Outras luas do Sistema Solar ainda mantêm oceanos atuais de água líquida sob a superfície. De acordo com os astrônomos, alguns desses oceanos, em Europa e Ganimedes, as duas luas de Júpiter, e em Enceladus, uma das luas de Saturno, são considerados os melhores lugares para procurar vida microbiana.

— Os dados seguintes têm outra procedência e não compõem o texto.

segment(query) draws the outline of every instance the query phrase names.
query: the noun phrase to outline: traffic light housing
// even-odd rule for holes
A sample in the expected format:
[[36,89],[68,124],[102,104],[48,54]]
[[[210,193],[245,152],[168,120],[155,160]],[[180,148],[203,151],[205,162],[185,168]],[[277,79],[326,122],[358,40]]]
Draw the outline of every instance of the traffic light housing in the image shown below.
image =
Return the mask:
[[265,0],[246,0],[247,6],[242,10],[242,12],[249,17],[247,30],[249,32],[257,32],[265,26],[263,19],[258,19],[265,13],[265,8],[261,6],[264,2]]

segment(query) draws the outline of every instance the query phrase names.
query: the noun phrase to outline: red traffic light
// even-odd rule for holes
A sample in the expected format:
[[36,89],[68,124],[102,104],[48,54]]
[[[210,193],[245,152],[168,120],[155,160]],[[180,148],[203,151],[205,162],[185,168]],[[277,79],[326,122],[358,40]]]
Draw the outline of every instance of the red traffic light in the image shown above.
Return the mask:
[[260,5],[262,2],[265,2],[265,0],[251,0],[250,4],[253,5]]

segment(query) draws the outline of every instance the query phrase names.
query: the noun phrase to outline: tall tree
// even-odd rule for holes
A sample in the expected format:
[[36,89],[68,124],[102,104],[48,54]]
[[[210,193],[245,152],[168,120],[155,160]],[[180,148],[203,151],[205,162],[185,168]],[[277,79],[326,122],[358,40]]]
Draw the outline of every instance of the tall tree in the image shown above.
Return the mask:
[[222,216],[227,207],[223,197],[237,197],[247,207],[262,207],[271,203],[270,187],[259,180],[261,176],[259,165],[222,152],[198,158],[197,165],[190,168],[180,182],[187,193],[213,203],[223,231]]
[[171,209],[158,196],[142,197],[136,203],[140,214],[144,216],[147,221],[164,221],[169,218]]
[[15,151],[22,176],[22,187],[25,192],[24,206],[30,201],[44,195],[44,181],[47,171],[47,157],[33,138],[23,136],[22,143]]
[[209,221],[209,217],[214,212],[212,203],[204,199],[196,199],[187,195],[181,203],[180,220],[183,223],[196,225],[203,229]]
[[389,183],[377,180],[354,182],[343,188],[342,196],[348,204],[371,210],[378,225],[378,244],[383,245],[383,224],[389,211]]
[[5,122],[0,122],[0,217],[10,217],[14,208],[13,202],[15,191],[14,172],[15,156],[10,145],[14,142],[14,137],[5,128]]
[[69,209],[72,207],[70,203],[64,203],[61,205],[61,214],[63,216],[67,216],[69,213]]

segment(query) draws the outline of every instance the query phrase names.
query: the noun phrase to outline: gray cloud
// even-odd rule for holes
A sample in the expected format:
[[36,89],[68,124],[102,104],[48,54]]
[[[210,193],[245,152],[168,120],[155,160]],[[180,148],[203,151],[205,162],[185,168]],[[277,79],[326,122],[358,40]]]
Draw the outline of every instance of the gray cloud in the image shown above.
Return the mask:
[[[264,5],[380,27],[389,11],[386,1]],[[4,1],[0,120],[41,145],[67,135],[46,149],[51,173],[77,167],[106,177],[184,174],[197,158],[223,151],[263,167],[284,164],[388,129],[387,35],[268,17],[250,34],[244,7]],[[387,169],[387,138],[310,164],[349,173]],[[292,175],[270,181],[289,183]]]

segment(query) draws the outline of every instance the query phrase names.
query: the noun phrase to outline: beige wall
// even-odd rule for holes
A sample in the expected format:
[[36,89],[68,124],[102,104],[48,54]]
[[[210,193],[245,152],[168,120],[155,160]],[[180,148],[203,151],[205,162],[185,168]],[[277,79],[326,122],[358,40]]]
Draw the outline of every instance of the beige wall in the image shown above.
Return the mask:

Os principais candidatos a Terra 2.0

Kepler-425b

Kepler-425b

Anunciado pela Nasa em 23 de julho de 2015, o Kepler-425b está na zona habitável de uma estrela-anã do tipo G2, a mesma categoria do Sol. Com o diâmetro 60% maior que o da Terra e ao redor de uma fonte de luz com a mesma temperatura do Sol, ele tem grandes possibilidades de abrigar água líquida. Localizado na constelação Cygnus, a 1.400 anos-luz (cada ano-luz equivale a 9,46 trilhões de quliômetros), o planeta é, provavelmente, rochoso e dá uma volta ao redor de sua estrela em 385 dias, o que faz com que ele tenha um ano apenas 5% maior que o terrestre. A imagem acima é uma comparação feita pela agência espacial americana entre a Terra e o novo planeta.

Kepler-438b e Kepler-442b

Kepler-438b e Kepler-442b

Candidatos a explonetas mais parecidos com a Terra já descobertos, eles orbitam estrelas anãs vermelhas, menores e mais frias do que o Sol. Enquanto a órbita do primeiro é de 35 dias, o Kepler-442b completa uma órbita em sua estrela a cada 112 dias. Com diâmetro apenas 12% maior do que o do planeta azul, o Kepler-4386 tem 70% de chance de ser rochoso, afirmam os pesquisadores, enquanto o outro, cerca de 30% maior do que a Terra, tem 60%.

Kepler-186f

Kepler-186f

A 500 anos-luz da nossa galáxia (cada ano-luz equivale a 9,46 trilhões de quilômetros) e orbitando a zona habitável de uma estrela anã, esse é o único planeta a ter o mesmo tamanho da Terra. Com isso, os cientistas estimam que ele seja composto de rochas, ferro, água e gelo e tenha uma atmosfera parecida com a do mundo onde vivemos. Além disso, ele tem um movimento de rotação semelhante ao nosso, o que garante uma temperatura bem distribuída em todas as suas faces. Essa soma de características indica que ele pode ter água na forma líquida, um dos fatores fundamentais para a existência de vida sobre sua crosta.

Kepler-62e

Kepler-62e

Descoberto em abril de 2013, está na zona habitável da estrela Kepler 62, um pouco menor e mais fria que o Sol. Estar na zona habitável significa a presença provável de água. Ele fica a 1.200 anos-luz da Terra e tem tamanho 60% superior ao do nosso planeta. Sua órbita é de 122 dias e os cientistas estimam que ele pode ser rochoso, como Marte, ou formado de oceanos.

Kepler-22b

Kepler-22b

Localizado a 600 anos-luz da Terra, tem 2,4 vezes o raio do nosso planeta e está bem no meio da zona habitável de uma estrela muito parecida com o Sol. Foi encontrado em 2011 e demora 290 dias para dar a volta ao redor de sua estrela, o que faz com que, possivelmente, tenha as mesmas condições do nosso mundo.

Tau Ceti e

Tau Ceti e

Trata-se do planeta na zona habitável da estrela Tau Ceti, que fica na constelação da Baleia, a 12 anos-luz do nosso Sol, e é muito semelhante a ele. Tem cerca de cinco vezes a massa da Terra e os cientistas ainda não sabem se sua composição é rochosa ou gasosa, como os planetas gigantes.